Stefano Rivera (tumbleweed)'s Website, Blog, collected bits of code, cruft and other stuff.

Fun with Squid and CDNs

One neat upgrade in Debian's recent 5.0.0 release1 was Squid 2.7. In this bandwidth-starved corner of the world, a caching proxy is a nice addition to a network, as it should shave at least 10% off your monthly bandwidth usage. However, the recent rise of CDNs has made many objects that should be highly cacheable, un-cacheable.

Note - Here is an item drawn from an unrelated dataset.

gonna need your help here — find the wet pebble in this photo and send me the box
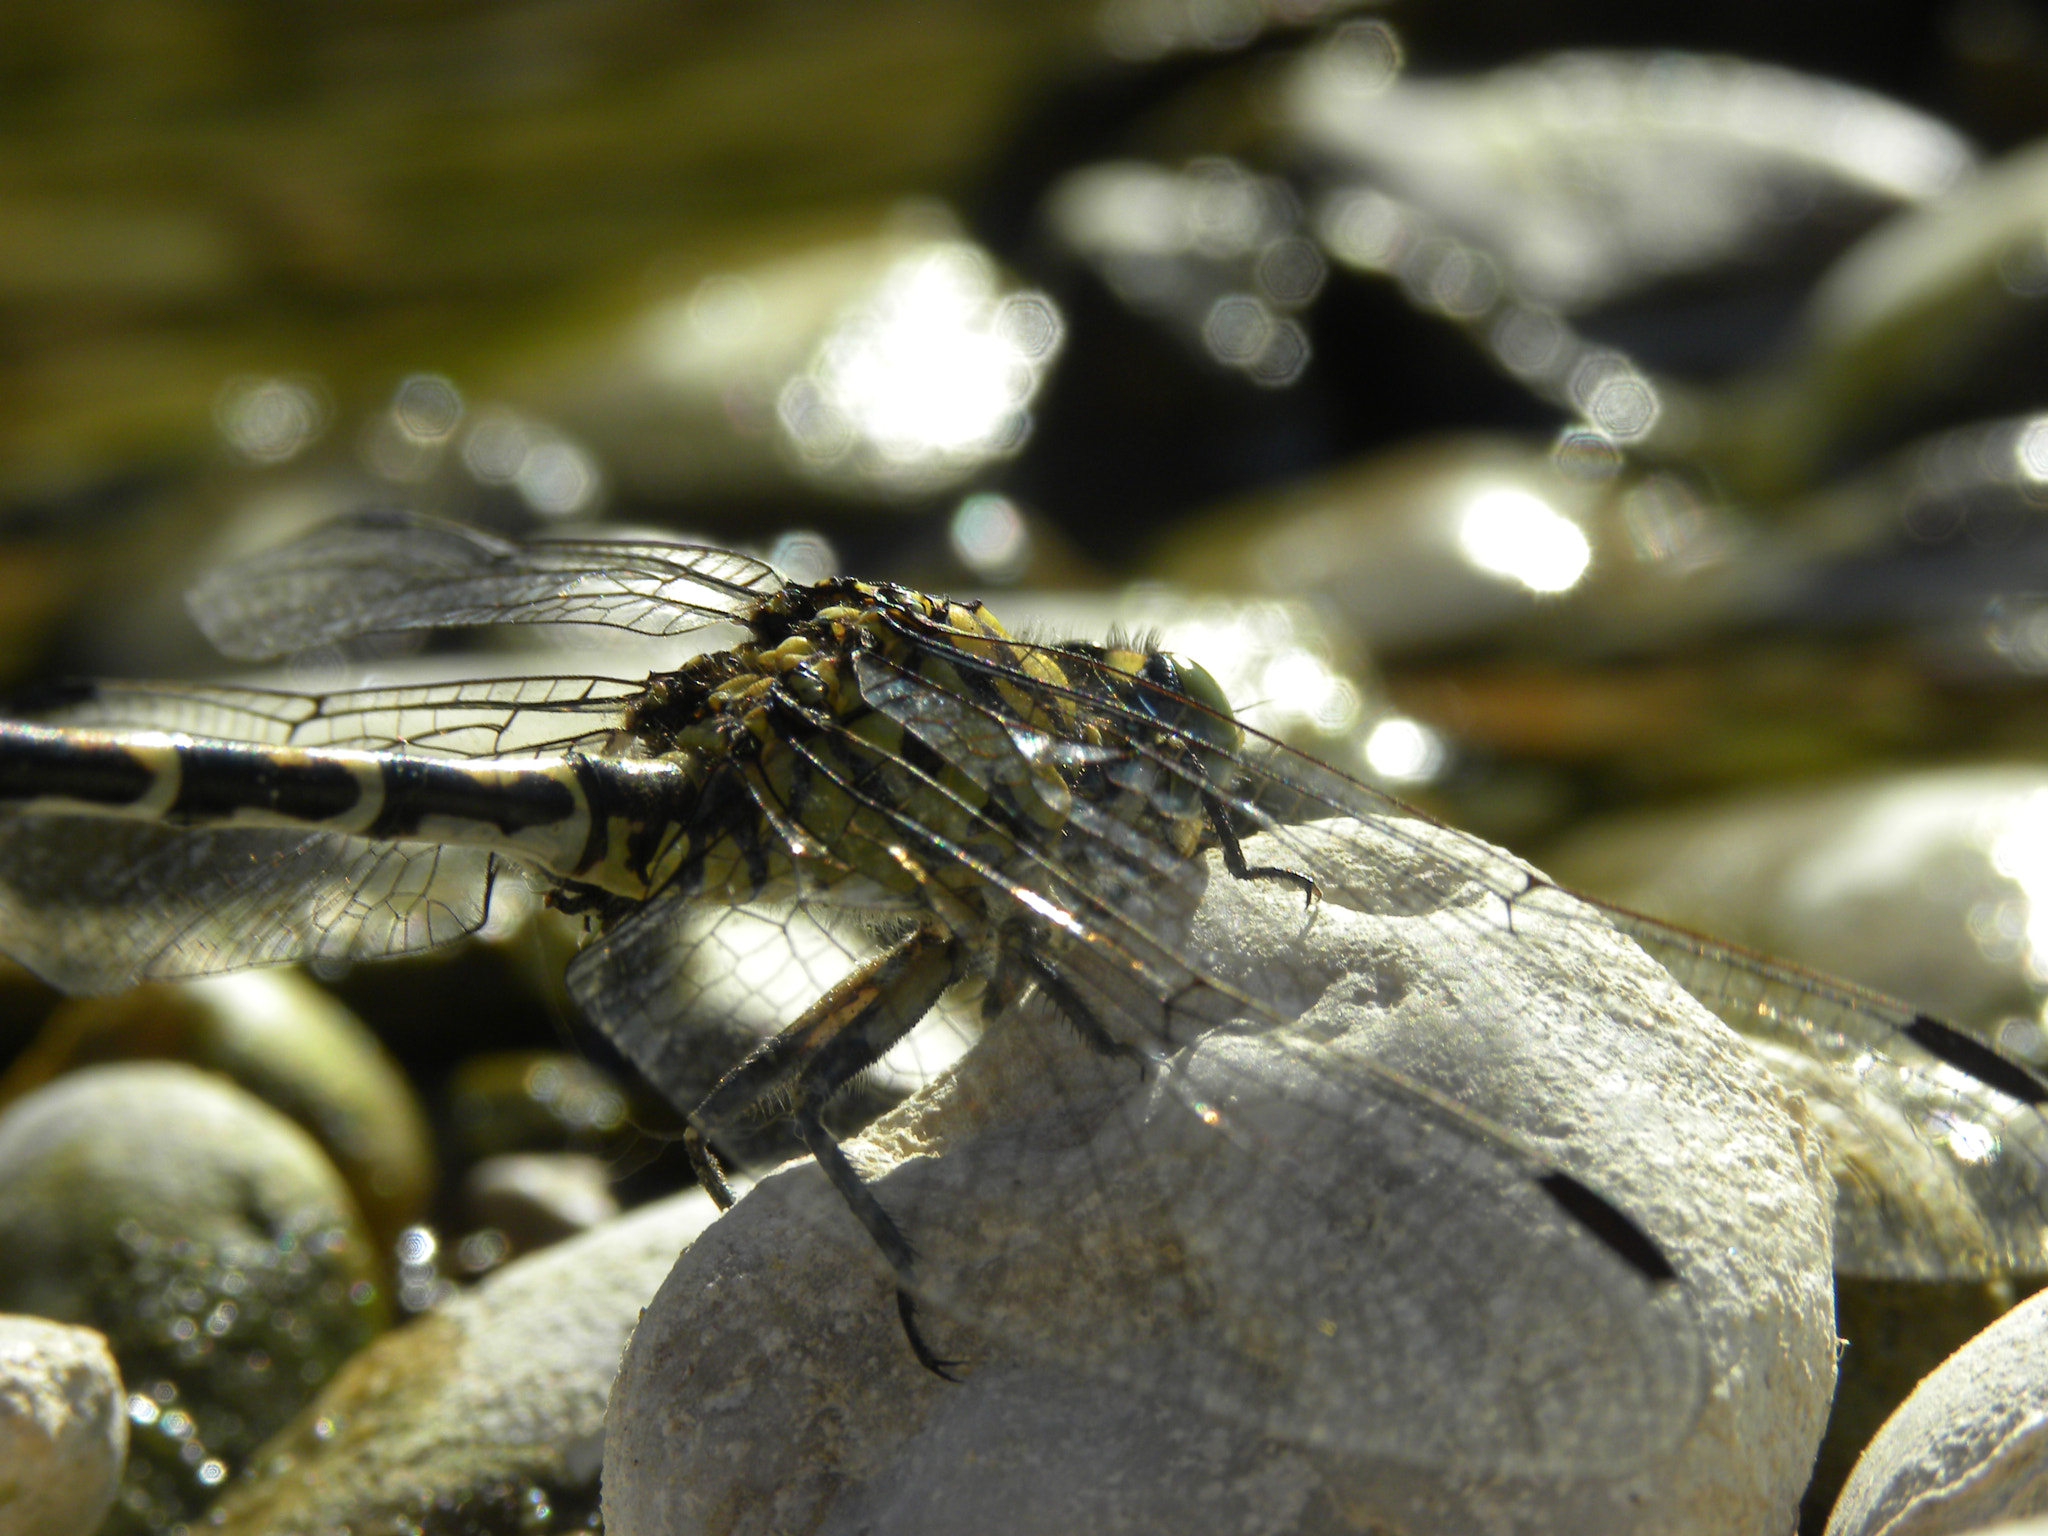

For example, a YouTube video has a static ID. The same piece of video will always have the same ID, it'll never be replaced by anything else (except a "sorry this is no longer available" notice). But it's served from one of many delivery servers. If I watch it once, it may come from

http://v3.cache.googlevideo.com/videoplayback?id=0123456789abcdef&itag=34&ip=1.2.3.4&region=0&signature=5B1BA40D8464F2303DDDD59B2586C10A0AEFAD19.169DA15A09AB88E824DE63DF138F0D835295463B&sver=2&expire=1234714137&key=yt1&ipbits=0

But the next time it may come from v15.cache.googlevideo.com. And that's not all, the signature parameter is unique (to protect against hot-linking) as well as other not-static parameters. Basically, any proxy will probably refuse to cache it (because of all the parameters) and if it did, it'd be a waste of space because the signature would ensure that no one would ever access that cached item again.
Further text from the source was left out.